Manuel Batista Quinta
Arcipreste da Igreja Católica em Cabeceiras de Basto
Há encontros que não acontecem por acaso, mas por uma espécie de gravidade espiritual que atravessa o tempo e o espaço para nos encontrar no momento exato em que precisamos de uma nova luz. Em 2024, durante um retiro no CESM, em Barcelos, descobri pela voz do padre Adelino Ascenso um modo novo de ver e de sentir Jesus, através de Shusaku Endo, um dos maiores vultos da literatura japonesa do século XX, frequentemente apelidado de o Graham Greene do Oriente. A obra deste escritor não é apenas para ser lida, mas é sobretudo para ser habitada, como quem entra no silêncio de um mosteiro onde as sombras, por vezes, revelam muito mais do que a luz.
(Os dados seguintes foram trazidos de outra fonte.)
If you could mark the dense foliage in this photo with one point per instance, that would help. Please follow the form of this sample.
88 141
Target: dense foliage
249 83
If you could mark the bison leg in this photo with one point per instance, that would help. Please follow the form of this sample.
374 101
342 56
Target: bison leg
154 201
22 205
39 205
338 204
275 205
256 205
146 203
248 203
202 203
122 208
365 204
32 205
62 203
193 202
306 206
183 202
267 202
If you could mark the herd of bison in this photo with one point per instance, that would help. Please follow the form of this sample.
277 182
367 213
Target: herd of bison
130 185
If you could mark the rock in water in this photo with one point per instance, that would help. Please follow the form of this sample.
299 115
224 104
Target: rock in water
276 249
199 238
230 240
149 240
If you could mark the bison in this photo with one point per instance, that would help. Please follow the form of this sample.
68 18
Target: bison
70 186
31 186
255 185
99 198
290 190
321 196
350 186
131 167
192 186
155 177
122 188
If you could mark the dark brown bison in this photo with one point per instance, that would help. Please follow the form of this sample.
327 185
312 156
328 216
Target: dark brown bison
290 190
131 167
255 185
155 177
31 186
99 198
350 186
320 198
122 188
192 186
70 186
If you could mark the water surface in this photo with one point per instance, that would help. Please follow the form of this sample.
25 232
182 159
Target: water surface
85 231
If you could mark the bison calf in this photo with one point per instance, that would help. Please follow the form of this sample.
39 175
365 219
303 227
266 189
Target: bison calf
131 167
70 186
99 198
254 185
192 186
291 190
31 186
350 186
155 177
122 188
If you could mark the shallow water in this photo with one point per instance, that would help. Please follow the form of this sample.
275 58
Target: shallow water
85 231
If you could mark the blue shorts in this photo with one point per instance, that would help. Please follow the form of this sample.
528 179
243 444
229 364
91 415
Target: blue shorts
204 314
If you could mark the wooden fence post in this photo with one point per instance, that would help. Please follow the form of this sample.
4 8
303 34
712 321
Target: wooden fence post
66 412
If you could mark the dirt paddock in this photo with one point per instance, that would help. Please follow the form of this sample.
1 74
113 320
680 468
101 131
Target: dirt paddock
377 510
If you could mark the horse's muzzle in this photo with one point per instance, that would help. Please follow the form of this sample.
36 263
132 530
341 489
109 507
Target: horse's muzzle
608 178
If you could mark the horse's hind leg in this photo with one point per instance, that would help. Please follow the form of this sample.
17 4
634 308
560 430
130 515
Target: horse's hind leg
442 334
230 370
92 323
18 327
A ligação entre Portugal e o Japão é uma das páginas mais fascinantes e dramáticas da nossa história coletiva. Em 1543, os navegadores portugueses atracaram pela primeira vez em Tanegashima, iniciando um contacto que viria a dar origem ao chamado século cristão do Japão. Em 1549, São Francisco Xavier chegou a este território e ficou fascinado pela nobreza e pela racionalidade da cultura que encontrou, descrevendo-a em cartas como a «delícia do meu coração».
Este encontro de mundos, marcado pela troca de saberes e de culturas, é hoje resgatado com mestria na série “10 Mil Km, De Regresso ao Japão”, disponível na plataforma “RTP Play”, recordando-nos como a nossa identidade lusa se forjou também nessas praias distantes, num diálogo que mudou ambos os povos para sempre através da língua, da culinária e religião.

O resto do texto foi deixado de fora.